Now for each policy, consider all the records, and take out the last updated one (eff_date) from each month.
So I need the last updated record for each month for each policy. How would I write a query for this?
I'm not 100 percent on Teradata syntax, but I believe you're after this:
SELECT policy_no,eff_date
FROM (SELECT policy_no,eff_date, ROW_NUMBER() OVER (PARTITION BY policy no, EXTRACT(YEAR FROM eff_date),EXTRACT(MONTH FROM eff_date) ORDER BY eff_date DESC) as RowRank
FROM a) as sub
WHERE RowRank = 1
I'm assuming when you say by month you also want to differentiate by year, but if not, just remove the EXTRACT(YEAR FROM eff_date) from the PARTITION BY section.

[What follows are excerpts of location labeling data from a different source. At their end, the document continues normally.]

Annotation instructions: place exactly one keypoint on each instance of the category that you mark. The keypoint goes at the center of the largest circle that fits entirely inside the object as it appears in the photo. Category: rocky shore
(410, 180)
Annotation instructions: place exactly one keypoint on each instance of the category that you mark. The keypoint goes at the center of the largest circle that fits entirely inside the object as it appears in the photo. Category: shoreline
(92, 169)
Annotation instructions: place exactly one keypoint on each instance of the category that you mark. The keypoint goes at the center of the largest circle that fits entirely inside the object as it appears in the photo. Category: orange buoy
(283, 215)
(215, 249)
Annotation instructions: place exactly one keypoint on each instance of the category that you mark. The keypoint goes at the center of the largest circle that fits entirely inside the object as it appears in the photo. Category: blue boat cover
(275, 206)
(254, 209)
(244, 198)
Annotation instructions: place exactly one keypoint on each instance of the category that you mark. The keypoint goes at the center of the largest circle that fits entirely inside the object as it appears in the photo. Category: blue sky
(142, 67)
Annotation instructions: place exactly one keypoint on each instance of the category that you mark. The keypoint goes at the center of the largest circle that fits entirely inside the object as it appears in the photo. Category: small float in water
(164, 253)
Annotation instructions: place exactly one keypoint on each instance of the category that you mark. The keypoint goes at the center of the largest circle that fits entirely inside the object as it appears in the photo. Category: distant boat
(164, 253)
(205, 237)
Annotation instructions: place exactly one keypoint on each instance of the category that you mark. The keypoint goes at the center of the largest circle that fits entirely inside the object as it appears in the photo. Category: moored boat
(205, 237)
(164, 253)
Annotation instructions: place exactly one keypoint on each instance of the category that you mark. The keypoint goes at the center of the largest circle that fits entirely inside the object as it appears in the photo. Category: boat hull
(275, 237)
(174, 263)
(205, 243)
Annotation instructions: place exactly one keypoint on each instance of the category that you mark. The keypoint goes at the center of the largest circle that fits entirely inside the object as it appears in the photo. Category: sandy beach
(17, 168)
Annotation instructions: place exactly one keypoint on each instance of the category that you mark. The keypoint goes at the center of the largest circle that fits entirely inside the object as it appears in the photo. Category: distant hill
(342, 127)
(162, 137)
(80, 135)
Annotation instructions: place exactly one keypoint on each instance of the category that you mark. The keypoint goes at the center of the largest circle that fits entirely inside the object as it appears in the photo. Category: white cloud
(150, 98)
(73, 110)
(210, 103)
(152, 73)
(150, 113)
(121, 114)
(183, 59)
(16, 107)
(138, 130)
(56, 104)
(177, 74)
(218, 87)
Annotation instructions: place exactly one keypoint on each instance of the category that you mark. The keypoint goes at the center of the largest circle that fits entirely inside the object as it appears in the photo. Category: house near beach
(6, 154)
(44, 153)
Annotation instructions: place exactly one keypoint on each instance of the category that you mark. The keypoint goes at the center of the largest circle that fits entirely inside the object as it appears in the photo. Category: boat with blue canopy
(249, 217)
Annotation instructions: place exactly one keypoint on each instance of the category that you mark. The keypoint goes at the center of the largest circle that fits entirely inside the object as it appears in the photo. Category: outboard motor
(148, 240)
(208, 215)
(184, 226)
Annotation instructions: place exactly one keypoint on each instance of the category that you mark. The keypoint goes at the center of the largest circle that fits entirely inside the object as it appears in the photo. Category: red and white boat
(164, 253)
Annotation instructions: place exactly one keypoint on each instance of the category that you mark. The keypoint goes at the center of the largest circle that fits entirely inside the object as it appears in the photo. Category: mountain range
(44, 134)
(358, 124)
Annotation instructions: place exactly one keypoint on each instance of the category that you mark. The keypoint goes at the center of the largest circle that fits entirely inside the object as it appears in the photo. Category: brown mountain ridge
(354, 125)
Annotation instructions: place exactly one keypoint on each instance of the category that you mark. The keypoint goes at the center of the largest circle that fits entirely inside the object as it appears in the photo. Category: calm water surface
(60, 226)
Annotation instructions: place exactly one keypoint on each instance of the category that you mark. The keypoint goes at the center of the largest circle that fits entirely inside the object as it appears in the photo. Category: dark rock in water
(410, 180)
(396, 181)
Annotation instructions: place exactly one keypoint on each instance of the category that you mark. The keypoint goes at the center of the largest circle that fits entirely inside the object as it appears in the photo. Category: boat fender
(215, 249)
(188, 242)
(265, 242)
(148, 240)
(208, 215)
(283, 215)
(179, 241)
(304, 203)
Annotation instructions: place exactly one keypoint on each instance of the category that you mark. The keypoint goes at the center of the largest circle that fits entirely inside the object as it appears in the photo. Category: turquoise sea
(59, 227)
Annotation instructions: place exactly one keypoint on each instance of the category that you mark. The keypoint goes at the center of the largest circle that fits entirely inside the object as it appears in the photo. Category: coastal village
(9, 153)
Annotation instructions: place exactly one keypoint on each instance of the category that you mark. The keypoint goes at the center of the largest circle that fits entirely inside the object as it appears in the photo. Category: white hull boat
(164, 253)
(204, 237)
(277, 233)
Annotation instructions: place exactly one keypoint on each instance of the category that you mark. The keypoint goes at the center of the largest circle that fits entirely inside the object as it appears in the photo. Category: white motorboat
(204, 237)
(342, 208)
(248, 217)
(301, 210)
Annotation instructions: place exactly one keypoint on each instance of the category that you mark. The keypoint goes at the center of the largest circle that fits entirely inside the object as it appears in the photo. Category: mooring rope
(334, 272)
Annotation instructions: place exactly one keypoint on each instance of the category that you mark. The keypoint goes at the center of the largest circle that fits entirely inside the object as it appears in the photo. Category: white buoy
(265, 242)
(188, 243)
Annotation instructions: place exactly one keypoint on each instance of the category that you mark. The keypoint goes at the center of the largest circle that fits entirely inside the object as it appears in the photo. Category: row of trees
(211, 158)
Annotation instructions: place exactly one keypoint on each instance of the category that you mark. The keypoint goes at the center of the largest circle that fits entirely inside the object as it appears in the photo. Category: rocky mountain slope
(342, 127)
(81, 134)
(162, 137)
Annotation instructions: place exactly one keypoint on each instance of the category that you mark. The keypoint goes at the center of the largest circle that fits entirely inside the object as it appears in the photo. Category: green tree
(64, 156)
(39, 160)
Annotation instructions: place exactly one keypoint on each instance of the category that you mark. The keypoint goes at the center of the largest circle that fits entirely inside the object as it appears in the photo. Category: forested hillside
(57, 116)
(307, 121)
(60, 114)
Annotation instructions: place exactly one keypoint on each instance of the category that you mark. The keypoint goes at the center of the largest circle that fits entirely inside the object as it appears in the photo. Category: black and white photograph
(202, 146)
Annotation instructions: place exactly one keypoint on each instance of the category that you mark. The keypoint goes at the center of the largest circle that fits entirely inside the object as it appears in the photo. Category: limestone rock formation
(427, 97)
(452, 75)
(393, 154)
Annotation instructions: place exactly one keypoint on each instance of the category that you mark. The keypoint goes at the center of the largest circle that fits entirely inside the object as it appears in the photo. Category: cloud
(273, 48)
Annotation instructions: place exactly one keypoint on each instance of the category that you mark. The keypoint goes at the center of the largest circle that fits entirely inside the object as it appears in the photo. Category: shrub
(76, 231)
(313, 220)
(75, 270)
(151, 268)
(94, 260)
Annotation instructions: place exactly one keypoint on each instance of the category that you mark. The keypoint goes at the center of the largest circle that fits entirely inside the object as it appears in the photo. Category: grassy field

Edit: Update for Teradata syntax.
SELECT * from a
qualify ROW_NUMBER() OVER (PARTITION BY policy no, EXTRACT(YEAR FROM eff_date),
EXTRACT(MONTH FROM eff_date) ORDER BY eff_date DESC) = 1
The main difficulty, is that the group by needs to be made both the conbination of policy_no, but also the month (extracted from the date). For example:
In Mysql
SELECT policy_no,
month(eff_date),
year(eff_date),
max(eff_date)
FROM myTable
GROUP BY policy_no,
month(eff_date),
year(eff_date);
Update
I saw derived tables are allowed in teradata. Using a join to a derived table, here is how to access the full rows:
select * from a,
(SELECT policy_no,
month(eff_date),
year(eff_date),
max(eff_date) as MaxMonthDate
FROM a
GROUP BY policy_no,
month(eff_date),
year(eff_date)
) as b
where a.policy_no = b.policy_no and
a.eff_date = b.MaxMonthDate;
http://www.sqlfiddle.com/#!2/1f728/5
Update (Using Extract)
select * from a,
(SELECT a2.policy_no,
EXTRACT(MONTH FROM a2.eff_date),
EXTRACT(YEAR FROM a2.eff_date),
max(a2.eff_date) as MaxMonthDate
FROM a as a2
GROUP BY a2.policy_no,
EXTRACT(MONTH FROM a2.eff_date),
EXTRACT(YEAR FROM a2.eff_date)
) as b
where a.policy_no = b.policy_no and
a.eff_date = b.MaxMonthDate;
I'm going to suggest looking into Windows Aggregate functions and the QUALIFY statement. I believe the following SQL will work.
SELECT Policy_No
, EXTRACT(MONTH FROM Eff_Date) AS Eff_Month_
, Eff_Date
FROM TableA
QUALIFY ROW_NUMBER() OVER (PARTITION BY Policy_No, EXTRACT(MONTH FROM Eff_Date)
ORDER BY Eff_Date DESC) = 1;